On October 11, 1915 five of the prisoners, including Edith, were sentenced to death by a firing squad. Later that afternoon Edith was told her execution was scheduled for the next morning, thereby forestalling any appeal by international governments. When Rev. Gahan gave Edith communion that evening, she told him she wanted her friends to know she willingly gave her life for her country. She then spoke the famous words, “Standing as I do in view of God and Eternity, I realize that patriotism is not enough. I must have no hatred or bitterness for anyone.”

At 7 a.m. on October 12th, Edith and Phillipe Baucq, were each shot by firing squads of eight solders located six paces away. News of Edith’s death spurred enlistment in the Allied armed forces, promoted anti-German sentiment, and contributed to America’sdecision to enter the War on April 6th, 1917. Stunned by the negative reaction to her execution, the German Kaiser ordered
that no further women were to be executed without his consent. The other three prisoners who were sentenced to execution had their sentences commuted to prison terms.
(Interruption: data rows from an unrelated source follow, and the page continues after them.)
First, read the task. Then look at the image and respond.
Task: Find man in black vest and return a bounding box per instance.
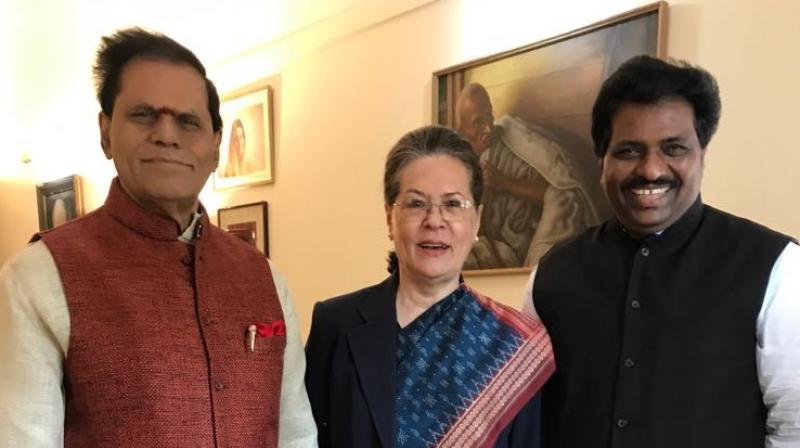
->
[524,55,800,448]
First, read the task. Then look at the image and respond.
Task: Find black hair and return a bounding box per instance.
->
[93,27,222,132]
[386,251,400,274]
[591,55,721,156]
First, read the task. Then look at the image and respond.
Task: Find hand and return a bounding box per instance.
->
[483,160,548,202]
[481,160,505,192]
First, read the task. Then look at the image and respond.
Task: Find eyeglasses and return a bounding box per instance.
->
[392,198,478,221]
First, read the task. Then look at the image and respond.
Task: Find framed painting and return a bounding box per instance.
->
[214,80,274,190]
[218,201,269,256]
[36,175,84,231]
[434,2,666,275]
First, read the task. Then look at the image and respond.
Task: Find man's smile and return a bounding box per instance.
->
[630,186,670,195]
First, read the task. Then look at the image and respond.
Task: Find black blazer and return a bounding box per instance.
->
[305,275,542,448]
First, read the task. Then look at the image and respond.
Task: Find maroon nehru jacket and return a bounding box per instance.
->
[38,180,285,448]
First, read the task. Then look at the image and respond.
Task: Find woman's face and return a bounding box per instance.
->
[230,123,245,156]
[386,154,480,286]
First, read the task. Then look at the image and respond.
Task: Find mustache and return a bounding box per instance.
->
[621,176,680,190]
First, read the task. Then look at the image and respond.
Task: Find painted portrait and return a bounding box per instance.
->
[434,3,665,274]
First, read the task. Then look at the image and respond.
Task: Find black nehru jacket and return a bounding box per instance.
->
[533,198,793,448]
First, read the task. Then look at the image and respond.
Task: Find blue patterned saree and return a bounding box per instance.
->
[395,284,554,448]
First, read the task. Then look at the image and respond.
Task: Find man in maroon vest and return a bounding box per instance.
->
[0,28,317,447]
[523,56,799,447]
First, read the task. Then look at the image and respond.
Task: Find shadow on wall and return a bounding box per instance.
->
[0,179,39,266]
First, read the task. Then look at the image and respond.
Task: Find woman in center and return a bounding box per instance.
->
[305,125,555,448]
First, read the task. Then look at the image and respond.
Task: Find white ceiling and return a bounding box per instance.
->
[1,0,432,66]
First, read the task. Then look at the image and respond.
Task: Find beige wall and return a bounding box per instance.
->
[2,0,799,337]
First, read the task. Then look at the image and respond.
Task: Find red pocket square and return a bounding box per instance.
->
[255,320,286,337]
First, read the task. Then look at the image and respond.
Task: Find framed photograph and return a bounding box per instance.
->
[218,201,269,256]
[434,2,666,275]
[214,80,274,190]
[36,175,84,231]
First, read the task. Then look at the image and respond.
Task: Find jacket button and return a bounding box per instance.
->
[624,358,635,368]
[617,418,628,428]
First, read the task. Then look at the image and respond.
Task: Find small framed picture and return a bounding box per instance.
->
[214,80,274,190]
[36,175,84,231]
[217,201,269,256]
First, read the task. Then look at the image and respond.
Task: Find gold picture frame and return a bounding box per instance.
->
[214,80,275,190]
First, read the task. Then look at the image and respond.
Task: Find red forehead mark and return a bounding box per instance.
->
[155,106,178,118]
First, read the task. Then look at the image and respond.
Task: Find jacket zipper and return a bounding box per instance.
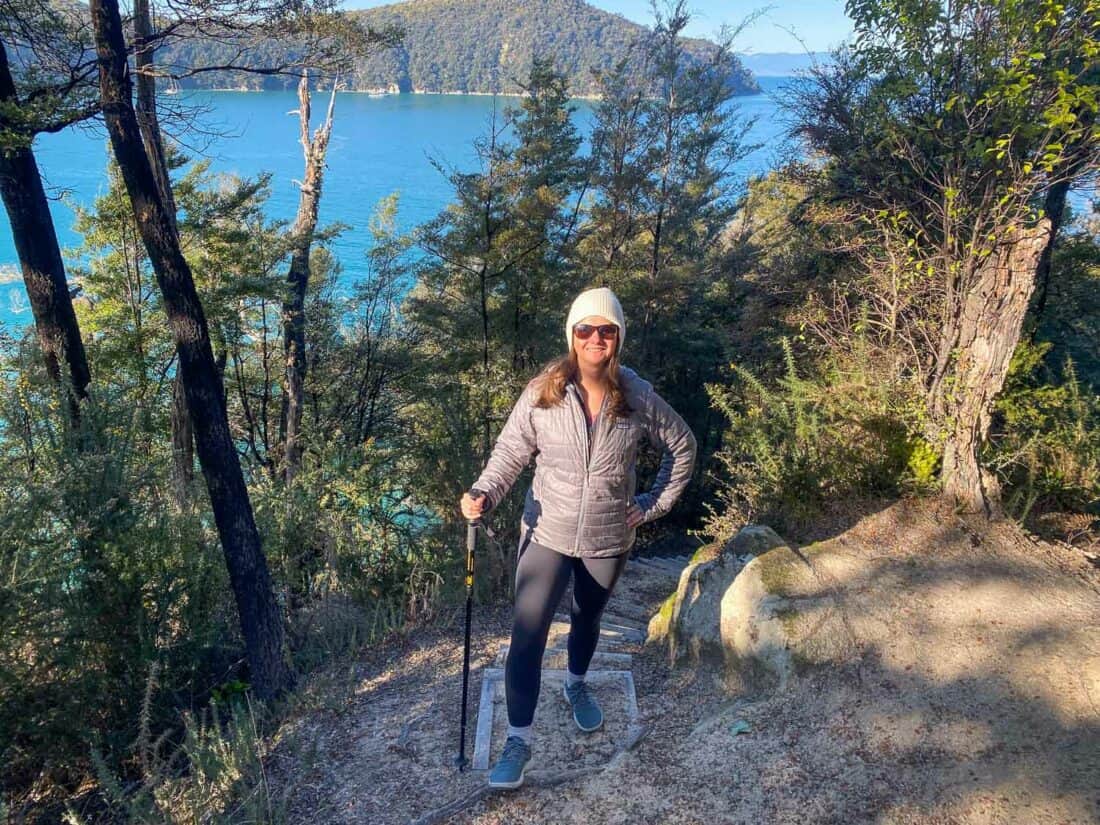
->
[572,384,606,554]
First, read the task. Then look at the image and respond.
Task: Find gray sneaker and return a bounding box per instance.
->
[488,735,532,790]
[563,680,603,732]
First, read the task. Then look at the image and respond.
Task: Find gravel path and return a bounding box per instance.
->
[265,502,1100,825]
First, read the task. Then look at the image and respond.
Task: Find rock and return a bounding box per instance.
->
[646,525,786,654]
[720,524,788,559]
[646,524,851,688]
[646,591,678,642]
[714,550,801,687]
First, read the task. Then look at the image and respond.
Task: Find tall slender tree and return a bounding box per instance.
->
[88,0,295,698]
[584,53,654,283]
[633,1,753,369]
[281,72,338,484]
[578,1,756,474]
[128,0,199,503]
[404,62,587,591]
[500,56,585,373]
[0,3,96,417]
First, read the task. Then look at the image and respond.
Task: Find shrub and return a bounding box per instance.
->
[73,681,284,825]
[0,347,450,817]
[700,337,930,540]
[989,340,1100,521]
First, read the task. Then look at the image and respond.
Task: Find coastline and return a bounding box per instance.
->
[196,86,763,101]
[200,87,607,100]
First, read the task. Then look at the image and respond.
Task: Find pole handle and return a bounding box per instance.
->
[466,487,486,520]
[463,488,485,587]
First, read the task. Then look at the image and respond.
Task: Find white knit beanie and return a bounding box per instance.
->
[565,287,626,351]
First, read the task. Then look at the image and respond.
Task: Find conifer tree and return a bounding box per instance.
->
[579,1,756,463]
[404,60,585,591]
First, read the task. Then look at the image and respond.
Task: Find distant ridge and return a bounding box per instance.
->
[735,51,835,77]
[162,0,760,96]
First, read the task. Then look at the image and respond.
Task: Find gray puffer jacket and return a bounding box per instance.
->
[472,365,697,558]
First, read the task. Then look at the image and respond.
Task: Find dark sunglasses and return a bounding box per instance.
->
[573,323,619,340]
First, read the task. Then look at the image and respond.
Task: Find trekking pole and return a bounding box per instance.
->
[455,487,485,771]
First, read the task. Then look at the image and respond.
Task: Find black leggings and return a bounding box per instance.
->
[504,538,630,727]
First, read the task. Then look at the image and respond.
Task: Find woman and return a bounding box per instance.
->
[459,286,697,790]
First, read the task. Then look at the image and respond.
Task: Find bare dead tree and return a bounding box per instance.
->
[280,71,337,484]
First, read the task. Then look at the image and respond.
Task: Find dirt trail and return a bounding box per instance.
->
[265,501,1100,825]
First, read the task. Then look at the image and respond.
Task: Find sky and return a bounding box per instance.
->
[337,0,856,54]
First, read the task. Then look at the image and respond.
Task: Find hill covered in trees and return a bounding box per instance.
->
[162,0,759,95]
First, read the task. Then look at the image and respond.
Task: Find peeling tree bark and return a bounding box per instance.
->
[89,0,294,698]
[281,73,337,484]
[0,41,91,418]
[935,217,1053,516]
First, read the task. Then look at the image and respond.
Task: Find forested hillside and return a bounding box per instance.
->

Murdered by the Huns, October 12th, 1915, Enlist in the 99th and Help Stop Such atrocities. Photo Credit: Library and Archives Canada, Acc. No. 1983-28-3988

Murdered by the Huns, October 12th, 1915, Enlist in the 99th and Help Stop Such atrocities. Photo Credit:
Library and Archives Canada, Acc. No. 1983-28-3988

Edith’s body was transported back home to England after the war ended. Following a state funeral in Westminster Abbey, Ms. Cavell was reburied on May 19th, 1919 just east of Norwich Cathedral. Numerous statues, books, movies, musical works and plays celebrate her life. In 1916 the Canadian government named a 3,363 metre peak – known to aboriginals as the White
Ghost and to fur traders as La Montagne de la Grande Traverse – in her honour. A memorial plaque at the foot of Mount Edith Cavell tells her story. The Edith Cavell Memorial Tower was added to Jasper’s Anglican Church in 1932.

A 14 km road constructed in 1927 provides ready access to the north face of Mount Edith Cavell. Visitors can follow the 1.6 km Path of the Glacier Trail or enjoy the flowers and scenery from the 6 to 7 km Cavell Meadows Trail.